Unfortunately, because, as alcoholism authority George E. Vaillant explained, “Alcoholism affects personality and perceptions about the past so markedly that the true facts of an alcoholic’s life can often be discovered only by prospective study,” the only effective method by which to obtain incontrovertible evidence is via such studies. Vaillant used a longitudinal study, The Harvard Medical School’s Study of Adult Development, in his book, The Natural History of Alcoholism and its progeny, The Natural History of Alcoholism: Revisited, to answer questions such as, “Is alcoholism a symptom or a disease?” and “Are alcoholics, before they begin to abuse alcohol, different from nonalcoholics?” The study followed 660 men from 1940 to 1980 (and an additional 100 or so through 1995 for the newer book). Information was collected about numerous aspects of the men’s lives, including their use of alcohol. The answers were unequivocal: alcoholism is a disease that causes numerous adverse behavioral symptoms and that alcoholics as children are no different from other children.

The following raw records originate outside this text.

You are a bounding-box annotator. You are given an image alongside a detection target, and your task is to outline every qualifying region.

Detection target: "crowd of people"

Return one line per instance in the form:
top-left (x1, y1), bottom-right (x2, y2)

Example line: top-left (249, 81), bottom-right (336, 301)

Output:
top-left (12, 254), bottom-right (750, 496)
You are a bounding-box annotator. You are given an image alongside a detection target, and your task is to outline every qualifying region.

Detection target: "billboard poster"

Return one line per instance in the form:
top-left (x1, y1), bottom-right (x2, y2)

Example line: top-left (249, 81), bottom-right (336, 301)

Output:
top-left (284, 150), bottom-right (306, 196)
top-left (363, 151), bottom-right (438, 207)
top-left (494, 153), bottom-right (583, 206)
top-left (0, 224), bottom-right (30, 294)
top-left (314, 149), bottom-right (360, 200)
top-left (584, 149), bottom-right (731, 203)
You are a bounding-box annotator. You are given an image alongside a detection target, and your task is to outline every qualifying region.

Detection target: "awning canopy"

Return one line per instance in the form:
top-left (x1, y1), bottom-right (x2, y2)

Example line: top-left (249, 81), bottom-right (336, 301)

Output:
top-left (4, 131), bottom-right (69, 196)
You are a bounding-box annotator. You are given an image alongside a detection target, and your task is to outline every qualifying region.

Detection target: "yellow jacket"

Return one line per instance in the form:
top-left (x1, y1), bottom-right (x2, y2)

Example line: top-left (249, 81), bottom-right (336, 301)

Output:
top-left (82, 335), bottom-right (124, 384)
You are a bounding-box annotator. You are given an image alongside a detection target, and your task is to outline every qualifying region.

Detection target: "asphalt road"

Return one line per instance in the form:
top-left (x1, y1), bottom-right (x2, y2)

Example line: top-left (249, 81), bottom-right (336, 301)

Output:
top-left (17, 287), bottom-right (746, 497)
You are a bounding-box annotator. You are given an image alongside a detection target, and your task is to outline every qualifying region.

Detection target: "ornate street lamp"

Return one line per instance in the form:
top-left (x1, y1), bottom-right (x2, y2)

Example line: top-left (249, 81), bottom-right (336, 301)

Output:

You can do your own variation of a longitudinal study. After digging deep into the truth of the matter and letting years pass by, figure out how many people in whom you have personally observed destructive behaviors drink or use other drugs heavily. You will find, as I did only after extended observations and some very deep and, to the codependent, uncomfortable digging, that few people act badly in serial fashion who cannot, in the end, be identified as alcohol or other-drug addicts. You will also find that when these addicts are sober for several years, you will be hard-pressed to find any semblance of misbehaviors that before enveloped their lives.